There are two airports serving the city. The larger, Boryspil, is the principal at 35km east from the city centre, while Zhulyany Airport at only 8km from the city mostly caters low cost carriers.
From Boryspil the best way to get to the city centre is via the newly opened train, or by the SkyBus service. Buses run at approximately 15 minutes interval during the day and 45 minutes at nights, 24 hours a day. It goes to the Central Railway Station with a stop by the Kharkovskaya metro station and costs 50 UAH. As for the train, it costs 80 UAH and takes approximately 40 minutes. If arriving or departing from Zhulyany, then you can take the local public city buses to the city centre.
Within the city the public transportation you will certainly be taking the most is the metro. It well connects all the sights but you must be careful not to miss your stop. The next stop might be 5km apart, for which you will need to change platforms and head back in the train. Do not attempt to walk if you miss your stop, I warn you, it can be really a long walk. Kiev’s metro system is also one of the deepest in the world, they use ex-Soviet made trains and the stations are in Soviet style, some of them beautifully decorated as those you can find in Moscow or Saint Petersburg for example. Also bear in mind there is not even a sign in English, pleas take with you a printed network map where the names of the station are both in Latin and Cyrillic characters. The cost per ride is just 8 UAH.
City buses are almost non existent and/or very difficult to find and guess. There are plenty of mini buses but understanding their routes is just impossible unless you speak and understand the language.
There is a great choice if hotels everywhere in the city. Expect all the big luxurious hotel chains to the more modest ones and also local ones. Getting a good deal was not difficult at all. Consider as rule of thumbs a location near the city centre or walking distance to it as this will save you the hassle of depending on public transport and should you be staying farther from the centre, check that a metro station is nearby. A good and reasonable point to start your search is by checking some of our preferred affiliate hotel search engine such as Hotels.com, Booking.com, Expedia, Otel.com, Agoda, Opodo or Ebookers.

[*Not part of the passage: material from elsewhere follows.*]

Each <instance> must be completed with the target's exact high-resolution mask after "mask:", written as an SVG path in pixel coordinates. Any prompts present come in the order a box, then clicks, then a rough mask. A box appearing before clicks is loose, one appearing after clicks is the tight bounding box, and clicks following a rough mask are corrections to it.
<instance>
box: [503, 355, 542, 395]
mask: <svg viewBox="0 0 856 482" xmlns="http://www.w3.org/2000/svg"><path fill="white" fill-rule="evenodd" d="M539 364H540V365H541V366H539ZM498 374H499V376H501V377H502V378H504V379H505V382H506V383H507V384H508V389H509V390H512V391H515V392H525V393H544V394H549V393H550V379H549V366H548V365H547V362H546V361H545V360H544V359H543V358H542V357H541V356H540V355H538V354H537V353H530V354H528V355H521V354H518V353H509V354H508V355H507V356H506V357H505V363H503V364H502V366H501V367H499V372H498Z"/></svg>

While I do not have the information about which hotel I stayed back in 2010, I have here something more up to date, our accommodation in this recent trip. We stayed at the Hotel Ukraine. Back in the Soviet days one of the most famous in the city, nowadays it is more a landmark construction and a glimpse of the glorious days long gone in decay. The building itself was modelled after the Stalinist skyscrapers he loved so much, and while it was going to be way larger and more luxuriously decorated than how was built, is still nevertheless a sight on its own. Advertised as a 4* property, do not expect any higher than 3*, however it is a nice and good place to stay. Rooms and public spaces had a makeover, it is quiet and comfortable, with a more than decent breakfast. The location could not be any better, right by the Independence Square with all the transports network within meters. Considering the lack of larger and higher quality properties, and the overall high fares for a Western hotel chain, this came really good and will not hesitate in recommending to anyone.